"Knowing is among the best science-fiction films I've seen -- frightening, suspenseful, intelligent and, when it needs to be, rather awesome." --Roger Ebert.
Knowing is not among the best science-fiction films I've seen. Knowing is about the "whisper people," who give small black stones to children and force them to do complicated math problems involving latitude, longitude, and various disasters. Knowing is a better Cage film than Wicker Man, but not better than the two-minute Youtube cut of Wicker Man ("The bees! Are in! My eyes!). Neither is it better than Cage's Vampire's Kiss (he eats a live cockroach in that one). Knowing is directed by Alex Proyas, who gave us a near-masterpiece with Dark City, earning him the everlasting love of Roger Ebert. But then he gave us I, Robot. And then he gave us this. At one point a fiery moose runs directly at the camera and I thought to myself, Man, I wish Knowing were in 3-D...and that I were very drunk!
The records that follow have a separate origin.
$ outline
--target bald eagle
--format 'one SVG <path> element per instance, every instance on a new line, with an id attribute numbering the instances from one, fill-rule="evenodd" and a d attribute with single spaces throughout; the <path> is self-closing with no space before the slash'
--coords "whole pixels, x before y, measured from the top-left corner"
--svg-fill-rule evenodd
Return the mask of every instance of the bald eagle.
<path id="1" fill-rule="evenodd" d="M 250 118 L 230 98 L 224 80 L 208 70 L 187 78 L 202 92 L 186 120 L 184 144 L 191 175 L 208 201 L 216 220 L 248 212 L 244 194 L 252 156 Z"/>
At one point Cage asks a man on fire to wait and answer some questions. Knowing is sort of like Left Behind, but with Cage as Kirk Cameron. But it's not exactly about the rapture. Or is it? Was the woman behind me crying because she wanted to be raptured, or because she was very moved by the sight of young children ascending to spaceman-heaven holding large bunnies, or because she wanted the movie to be over? At one point Cage fights a tree with a baseball bat. Knowing is not quite as funny as another recent "horror" film about math, The Number 23, in which Jim Carrey spends most of the film furrowing his brow and shouting out various number combinations that equal 23. Knowing is not the best movie about numbers. The best movie about numbers is, I don't know, Pi, maybe?
And here's Dr. X with an analysis of why the film is tops at the box-office (easily besting a quality bromance and a Julia Roberts star-vehicle in its opening weekend):
"This is it in a nutshell: Take two parts numerology mumbo jumbo and pass it off as Sci-Fi, then take one part knavish apocalyptic bullshit (so you turn yer spacemen into angels) -- and that brings in your 40+ "The whole world is gonna end" crowd... sprinkle in the freaks that thought Ghost Rider kicked ass... and you have about 25 million in sales!
--I don't even know why Proyas directed this. I suspect it was because it involved men in dark coats (as every Proyas movie MUST has strange men in dark coats!)
...the reason why the thing was a great idea [was] to scare an audience into thinking it was having fun... but the minute you begin to think about the fact that "Why in hell, would the whisper people give the girl in the fifties the code when she A couldn't do anything about B wasn't gonna do anything about it C couldn't save her daughter... etc and Why does Nic Cage even matter in the movie as A he can't do shit about the numbers B Can't stop his son from leaving C The Whisper people are gonna take him and the girl anyway!?"
--Essentially the movie broils down to: "Shit that will scare grandma and a plot that needed contrivances or the movie would ended in five minutes. Also: SHIT. WILL. BURN!"